I've been trying to put my thoughts down about this into a coherent sort of paper, but it lies untouched in my folder not getting much attention.  I need a nudge!

Saturday 2 October 2010

Neanderthal innovation or acculturation: did aliens build the pyramids?

I have a (bad?) habit of making flaky analogies, and they occasionally crop up in my writing as well- generally near the end, and they generally read like a poor attempt at introducing stylistic flair in order to bring an essay to conclusion and leave my reader stroking their chin!

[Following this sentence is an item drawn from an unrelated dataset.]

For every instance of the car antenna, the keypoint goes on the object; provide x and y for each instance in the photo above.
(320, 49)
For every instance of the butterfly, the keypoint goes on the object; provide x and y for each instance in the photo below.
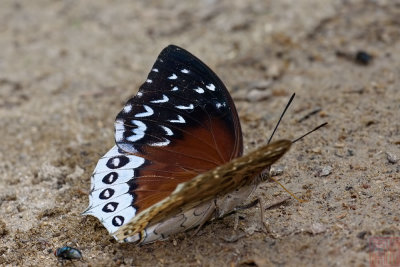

One analogy I used that I'm particularly fond of compared speciation and rainbows.  In another, I compared attitudes towards the debate over the origin of late Neanderthal tool industries to19th century anthropologists' incredulity to New World earthworks and Central and South American pyramids- the Hopewell and Mississippian mounds, for example, were attributed by some anthropologists as having built by an advanced race that was destroyed by the Native American tribes.

This incredulity at the cognitive capacities of the indigenous population associated with the complex material culture is echoed in both instances.  Neanderthals are found essentially with a Chatelperronean backed blade in one hand, and a perforated wolf's tooth in another, and the suggestion immediately arises that Neanderthals attained these skills by acculturating themselves with modern humans, generally because Neanderthals are viewed as having inferior cognitive capabilities.  Why IS that (other than humans are egotistical beings!)? 

It's true this is a possibility, that Neanderthals gained Chatelperronean tool technology from contact with modern humans.  But there is also the possibility that Neanderthals simply developed these tools themselves.  After all, we see examples of Neanderthal symbolism before evidence of modern human arrival such as with the ochre covered shells in Spain 50,000 years ago, uses of black manganese, burial, deep cave use, and complex tools like throwing spears and hafted points, well before Neanderthal use of a 'typically Upper Palaeolithic' toolkit.

As a sister species that branched apart only 4-500,000 years ago, we can expect there to be some cognitive differences between modern humans and neanderthals, but I expect there were also large similarities.  Both species seemed to use technology to adapt to their environments to a large degree, and I do not believe things such as symbolic thought, language, and complex tool manufacture to be out of the realm of the Neanderthal mind.

To me, jumping to a conclusion that if Neanderthals did have complex tool sets resembling what was once thought unique to modern humans then it must have been a borrowed or copied technology, is reminiscent of 19th century anthropologists incredulity that indigenous populations built great momuments and fine architecture.